Nel cuore delle comunità del Vesuviano, l’avvertimento circola incessante: “Stanno cercando bambini, fate attenzione”. Audio vocali inoltrati decine di volte nei gruppi WhatsApp dei genitori raccontano, con tono allarmato, di presunti tentativi di rapimento di minori per mano di sconosciuti in auto o a piedi. I nomi dei comuni si moltiplicano in queste chat di quartiere: Terzigno, Scisciano, Palma Campania, Saviano e Cimitile sono stati citati come “scenari” di episodi che tuttavia non hanno alcun riscontro nei fatti.

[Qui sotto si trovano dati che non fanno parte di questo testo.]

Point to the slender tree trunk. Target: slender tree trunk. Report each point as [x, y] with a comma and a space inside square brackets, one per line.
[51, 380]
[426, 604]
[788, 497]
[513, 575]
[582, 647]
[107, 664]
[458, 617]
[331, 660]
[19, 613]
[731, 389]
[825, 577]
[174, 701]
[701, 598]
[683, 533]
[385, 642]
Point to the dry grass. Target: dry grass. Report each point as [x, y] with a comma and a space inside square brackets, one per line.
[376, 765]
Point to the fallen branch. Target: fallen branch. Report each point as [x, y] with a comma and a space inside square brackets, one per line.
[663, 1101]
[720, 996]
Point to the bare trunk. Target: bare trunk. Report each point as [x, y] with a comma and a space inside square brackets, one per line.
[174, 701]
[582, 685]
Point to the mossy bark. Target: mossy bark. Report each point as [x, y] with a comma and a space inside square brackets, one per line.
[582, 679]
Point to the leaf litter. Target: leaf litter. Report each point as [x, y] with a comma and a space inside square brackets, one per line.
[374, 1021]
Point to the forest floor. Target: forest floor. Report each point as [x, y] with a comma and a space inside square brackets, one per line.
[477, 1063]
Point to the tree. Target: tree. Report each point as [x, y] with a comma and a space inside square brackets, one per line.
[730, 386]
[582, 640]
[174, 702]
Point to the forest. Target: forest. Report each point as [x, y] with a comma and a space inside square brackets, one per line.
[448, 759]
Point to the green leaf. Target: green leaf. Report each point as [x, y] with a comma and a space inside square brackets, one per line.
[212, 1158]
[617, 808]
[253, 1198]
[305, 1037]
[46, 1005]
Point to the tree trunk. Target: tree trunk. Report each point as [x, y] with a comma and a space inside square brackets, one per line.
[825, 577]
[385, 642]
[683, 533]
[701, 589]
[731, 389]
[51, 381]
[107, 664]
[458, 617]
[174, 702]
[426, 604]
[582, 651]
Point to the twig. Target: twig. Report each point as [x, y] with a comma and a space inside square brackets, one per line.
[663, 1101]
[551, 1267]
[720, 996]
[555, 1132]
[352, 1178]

La dinamica è ormai nota: la voce registrata invita all’attenzione e a condividere rapidamente l’informazione, fornendo dettagli sulle presunte persone coinvolte, sui mezzi usati e persino su presunte segnalazioni già fatte alle forze dell’ordine. In alcuni casi si parla di indagini sul “traffico di organi”, in altri di tentativi di avvicinare i bambini con scuse assurde. Ma nessuna di queste affermazioni regge di fronte alle verifiche ufficiali.

Le forze dell’ordine e alcuni amministratori locali hanno liquidato ogni voce come completamente infondata. Non risultano denunce, segnalazioni ufficiali né indagini aperte relative ai fatti descritti negli audio virali. Non esiste alcun episodio accertato di tentato rapimento dei bambini nei territori del Vesuviano collegabile alle chat. Le autorità hanno ribadito in più occasioni che si tratta di fake news, messaggi che viaggiano incontrollati e che non devono essere presi come fonte di allarme reale.

Fenomeni analoghi stanno colpendo anche altre aree del Paese: audio simili, con variazioni di luoghi e dettagli, circolano da giorni tra gruppi di genitori di grandi città e piccoli centri, generando paura e diffidenza. La raccomandazione resta una: fidarsi solo delle comunicazioni ufficiali delle autorità e non inoltrare messaggi non confermati. In caso di osservazioni o sospetti concreti, contattare immediatamente le forze dell’ordine attraverso i canali istituzionali.

Come riconoscere e fermare le fake news nelle chat

  1. Verifica la fonte. Un audio anonimo non è una fonte. Se un fatto è reale, viene comunicato da forze dell’ordine, amministrazioni comunali o organi di stampa affidabili.
  2. Diffida dei messaggi “inoltra a tutti”. Le fake news chiedono quasi sempre di condividere immediatamente. È una leva emotiva per amplificare il panico.
  3. Controlla se esistono comunicazioni ufficiali. Basta consultare i canali social istituzionali dei Comuni o delle forze dell’ordine per capire se esiste un riscontro.
  4. Non alimentare la catena. Anche se mosso da buone intenzioni, inoltrare un messaggio non verificato contribuisce alla diffusione dell’allarme.
  5. In caso di dubbio, chiama le autorità. Se si nota davvero qualcosa di sospetto, l’unica strada corretta è contattare direttamente le forze dell’ordine attraverso i numeri ufficiali.